# CLOUD unit test data

There are two types of data used in unit tests in this repo: local and cloud. This notebook concerns itself only with the CLOUD versions of test data, so you can re-generate it.

This also works to initialize data in a new cloud provider, instead of simply copying an existing data set.

## Object catalog: small sky

This is the same "object catalog" with 131 randomly generated radec values inside the order0-pixel11 healpix pixel that is used in hipscat and LSDB unit test suites.

In [None]:
import os
import tempfile
from upath import UPath

import hipscat_import.pipeline as runner
from hipscat_import.catalog.arguments import ImportArguments
from hipscat_import.index.arguments import IndexArguments
from hipscat_import.margin_cache.margin_cache_arguments import MarginCacheArguments

tmp_path = tempfile.TemporaryDirectory()
tmp_dir = tmp_path.name

storage_options = {
    "account_key": os.environ.get("ABFS_LINCCDATA_ACCOUNT_KEY"),
    "account_name": os.environ.get("ABFS_LINCCDATA_ACCOUNT_NAME"),
}
storage_options

output_path = UPath("abfs://hipscat/pytests/data", protocol="abfs", **storage_options)

### small_sky

This catalog was generated with the following snippet:

In [None]:
args = ImportArguments(
    input_path="small_sky_parts",
    highest_healpix_order=1,
    file_reader="csv",
    output_path=output_path,
    output_artifact_name="small_sky",
    tmp_dir=tmp_dir,
    dask_tmp=tmp_dir,
)
runner.pipeline(args)

### small_sky_order1

This catalog has the same data points as other small sky catalogs, but is coerced to spreading these data points over partitions at order 1, instead of order 0.

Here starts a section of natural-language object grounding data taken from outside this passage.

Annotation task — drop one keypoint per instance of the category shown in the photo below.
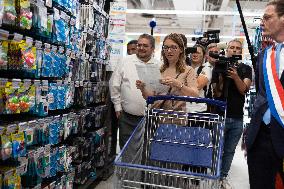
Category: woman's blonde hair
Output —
(181, 65)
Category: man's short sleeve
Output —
(247, 72)
(215, 76)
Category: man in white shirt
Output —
(210, 62)
(128, 101)
(204, 75)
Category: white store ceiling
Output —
(191, 22)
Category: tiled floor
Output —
(238, 175)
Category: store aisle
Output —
(238, 175)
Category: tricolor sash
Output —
(273, 86)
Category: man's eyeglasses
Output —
(172, 48)
(215, 52)
(142, 45)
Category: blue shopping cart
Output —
(173, 149)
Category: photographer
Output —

This means there are 4 leaf partition files, instead of just 1, and so can be useful for confirming reads/writes over multiple leaf partition files.

NB: Setting `constant_healpix_order` coerces the import pipeline to create leaf partitions at order 1.

This catalog was generated with the following snippet:

In [None]:
args = ImportArguments(
    input_path="small_sky_parts",
    file_reader="csv",
    constant_healpix_order=1,
    output_path=output_path,
    output_artifact_name="small_sky_order1",
    tmp_dir=tmp_dir,
    dask_tmp=tmp_dir,
)
runner.pipeline(args)

### small_sky_object_index

An index table mapping the `"id"` field in the `small_sky_order` catalog to the pixels they can be found in.

In [None]:
args = IndexArguments(
    input_catalog_path="small_sky_order1",
    indexing_column="id",
    output_path=output_path,
    output_artifact_name="small_sky_object_index",
    tmp_dir=tmp_dir,
    dask_tmp=tmp_dir,
)
runner.pipeline(args)

In [None]:
margin_args = MarginCacheArguments(
    margin_threshold=7200,
    input_catalog_path="small_sky_order1",
    output_path=output_path,
    output_artifact_name="small_sky_order1_margin",
    tmp_dir=tmp_dir,
    dask_tmp=tmp_dir,
)
runner.pipeline(margin_args)

### small_sky_xmatch


In [None]:
args = ImportArguments(
    input_file_list=["xmatch/xmatch_catalog_raw.csv"],
    file_reader="csv",
    constant_healpix_order=1,
    output_path=output_path,
    output_artifact_name="small_sky_xmatch",
    pixel_threshold=100,
    tmp_dir=tmp_dir,
    dask_tmp=tmp_dir,
)
runner.pipeline(args)

In [None]:
tmp_path.cleanup()